FoxM1 expression was detected in 84.6% of diffuse large B-cell lymphoma tumors and found to be significantly associated with proliferative tumor marker Ki67 (P<0.0001), matrix metalloproteinases-2 (P=0.0008), matrix metalloproteinases-9 (P=0.0002), S-phase kinase associated protein-2 (P<0.0001) and inversely associated with p27 expression (P=0.0215). Expression of small interference RNA targeted against FoxM1 or treatment of diffuse large B-cell lymphoma cells with thiostrepton caused its downregulation accompanied by decreased expression of matrix metalloproteinases-2 and matrix metalloproteinases-9. Inhibition of FoxM1 in diffuse large B-cell lymphoma cells also decreased invasive and migratory capability, and induced caspase dependent apoptosis via activation of the mitochondrial apoptotic pathway. Finally, combined thiostrepton and bortezomib at sub-toxic doses led to efficient apoptosis in diffuse large B-cell lymphoma cells.

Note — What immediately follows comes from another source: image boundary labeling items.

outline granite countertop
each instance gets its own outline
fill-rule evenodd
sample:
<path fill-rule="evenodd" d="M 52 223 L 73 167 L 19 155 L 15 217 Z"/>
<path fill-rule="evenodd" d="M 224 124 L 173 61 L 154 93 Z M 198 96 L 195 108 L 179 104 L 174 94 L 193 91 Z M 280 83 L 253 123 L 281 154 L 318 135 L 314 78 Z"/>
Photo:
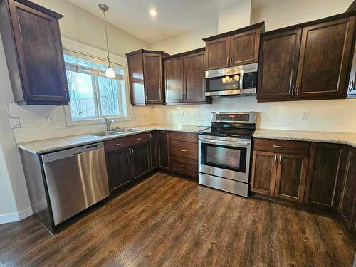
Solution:
<path fill-rule="evenodd" d="M 141 130 L 122 133 L 117 135 L 98 137 L 90 134 L 68 136 L 58 138 L 46 139 L 43 140 L 31 141 L 17 144 L 19 148 L 28 151 L 34 154 L 44 154 L 56 150 L 68 149 L 70 147 L 85 145 L 95 142 L 103 142 L 111 139 L 120 138 L 125 136 L 137 135 L 153 130 L 164 130 L 174 132 L 184 132 L 197 133 L 199 130 L 207 128 L 207 126 L 189 126 L 189 125 L 150 125 L 143 126 L 135 126 Z"/>
<path fill-rule="evenodd" d="M 258 129 L 254 138 L 346 144 L 356 147 L 356 133 Z"/>

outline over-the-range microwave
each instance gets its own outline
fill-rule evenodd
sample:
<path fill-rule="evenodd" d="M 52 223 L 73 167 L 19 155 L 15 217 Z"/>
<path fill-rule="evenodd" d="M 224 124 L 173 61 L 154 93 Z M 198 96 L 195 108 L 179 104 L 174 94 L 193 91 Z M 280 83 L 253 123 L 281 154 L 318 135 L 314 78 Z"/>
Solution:
<path fill-rule="evenodd" d="M 258 63 L 205 72 L 205 95 L 256 95 Z"/>

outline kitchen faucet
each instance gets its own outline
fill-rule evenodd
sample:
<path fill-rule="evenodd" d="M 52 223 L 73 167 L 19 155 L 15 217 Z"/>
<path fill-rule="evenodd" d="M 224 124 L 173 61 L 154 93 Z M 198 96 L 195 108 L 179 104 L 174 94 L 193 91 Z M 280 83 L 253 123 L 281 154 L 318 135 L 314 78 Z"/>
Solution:
<path fill-rule="evenodd" d="M 104 117 L 104 120 L 105 120 L 106 130 L 108 132 L 111 131 L 111 125 L 112 123 L 116 122 L 116 120 L 109 120 L 109 119 L 107 119 L 106 117 Z"/>

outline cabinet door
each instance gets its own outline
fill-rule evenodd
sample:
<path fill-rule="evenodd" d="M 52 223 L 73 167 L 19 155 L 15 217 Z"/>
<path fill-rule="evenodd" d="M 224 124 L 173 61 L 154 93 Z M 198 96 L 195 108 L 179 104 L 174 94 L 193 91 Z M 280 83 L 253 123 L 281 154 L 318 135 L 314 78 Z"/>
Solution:
<path fill-rule="evenodd" d="M 345 95 L 355 17 L 303 28 L 296 95 L 308 99 Z"/>
<path fill-rule="evenodd" d="M 183 102 L 184 73 L 182 57 L 164 61 L 164 84 L 166 103 Z"/>
<path fill-rule="evenodd" d="M 150 133 L 151 169 L 158 167 L 158 136 L 157 132 Z"/>
<path fill-rule="evenodd" d="M 278 154 L 276 197 L 303 202 L 308 162 L 306 156 Z"/>
<path fill-rule="evenodd" d="M 58 19 L 15 1 L 9 4 L 25 100 L 35 105 L 66 104 Z"/>
<path fill-rule="evenodd" d="M 342 145 L 312 143 L 305 204 L 337 209 L 347 157 L 347 147 Z"/>
<path fill-rule="evenodd" d="M 145 142 L 131 148 L 133 179 L 137 179 L 151 169 L 150 142 Z"/>
<path fill-rule="evenodd" d="M 301 30 L 261 39 L 257 98 L 258 101 L 294 97 Z"/>
<path fill-rule="evenodd" d="M 231 37 L 230 66 L 258 61 L 261 28 L 256 28 Z"/>
<path fill-rule="evenodd" d="M 341 218 L 351 229 L 356 214 L 356 149 L 350 148 L 340 205 Z M 352 229 L 355 230 L 355 229 Z"/>
<path fill-rule="evenodd" d="M 208 41 L 206 43 L 205 49 L 206 70 L 229 66 L 230 36 Z"/>
<path fill-rule="evenodd" d="M 131 183 L 131 161 L 128 149 L 108 154 L 108 177 L 110 192 Z"/>
<path fill-rule="evenodd" d="M 259 194 L 273 196 L 277 172 L 277 154 L 253 151 L 251 189 Z"/>
<path fill-rule="evenodd" d="M 169 139 L 167 132 L 158 132 L 159 167 L 169 169 Z"/>
<path fill-rule="evenodd" d="M 163 104 L 161 54 L 144 53 L 143 72 L 146 105 Z"/>
<path fill-rule="evenodd" d="M 205 52 L 184 56 L 184 102 L 205 102 Z"/>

Altogether, these results suggest that FoxM1 is over-expressed in the majority of diffuse large B-cell lymphoma samples. These data also indicate that targeting FoxM1 signaling can serve as a potential therapeutic modality in the management of diffuse large B-cell lymphoma.
FoxM1 已被证明在各种上皮恶性肿瘤的发病机制中发挥关键作用。然而,其在淋巴恶性肿瘤中的作用尚未完全阐明。因此,我们在大量弥漫性大 B 细胞淋巴瘤样本和细胞系中研究了 FoxM1 表达的作用。
通过免疫组织化学方法在组织微阵列格式中研究了大量弥漫性大 B 细胞淋巴瘤组织中的 FoxM1 表达。通过流式细胞术测量细胞凋亡,并用免疫印迹法检测弥漫性大 B 细胞淋巴瘤细胞系在用 FoxM1 抑制剂或小干扰 RNA 敲低策略处理后的蛋白表达。在用 FoxM1 抑制剂处理后,还进行了侵袭/迁移和软琼脂集落测定。
FoxM1 在 84.6%的弥漫性大 B 细胞淋巴瘤肿瘤中表达,并且与增殖性肿瘤标志物 Ki67 显著相关(P<0.0001)、基质金属蛋白酶-2(P=0.0008)、基质金属蛋白酶-9(P=0.0002)、S 期激酶相关蛋白-2(P<0.0001)和 p27 表达呈负相关(P=0.0215)。针对 FoxM1 的小干扰 RNA 的表达或用噻唑斯汀处理弥漫性大 B 细胞淋巴瘤细胞会导致其下调,同时伴随着基质金属蛋白酶-2 和基质金属蛋白酶-9 的表达降低。在弥漫性大 B 细胞淋巴瘤细胞中抑制 FoxM1 也会降低侵袭和迁移能力,并通过激活线粒体凋亡途径诱导 caspase 依赖性凋亡。最后,在亚毒性剂量下联合使用噻唑斯汀和硼替佐米可有效诱导弥漫性大 B 细胞淋巴瘤细胞凋亡。
总之,这些结果表明 FoxM1 在大多数弥漫性大 B 细胞淋巴瘤样本中过表达。这些数据还表明,靶向 FoxM1 信号可能是管理弥漫性大 B 细胞淋巴瘤的一种潜在治疗方法。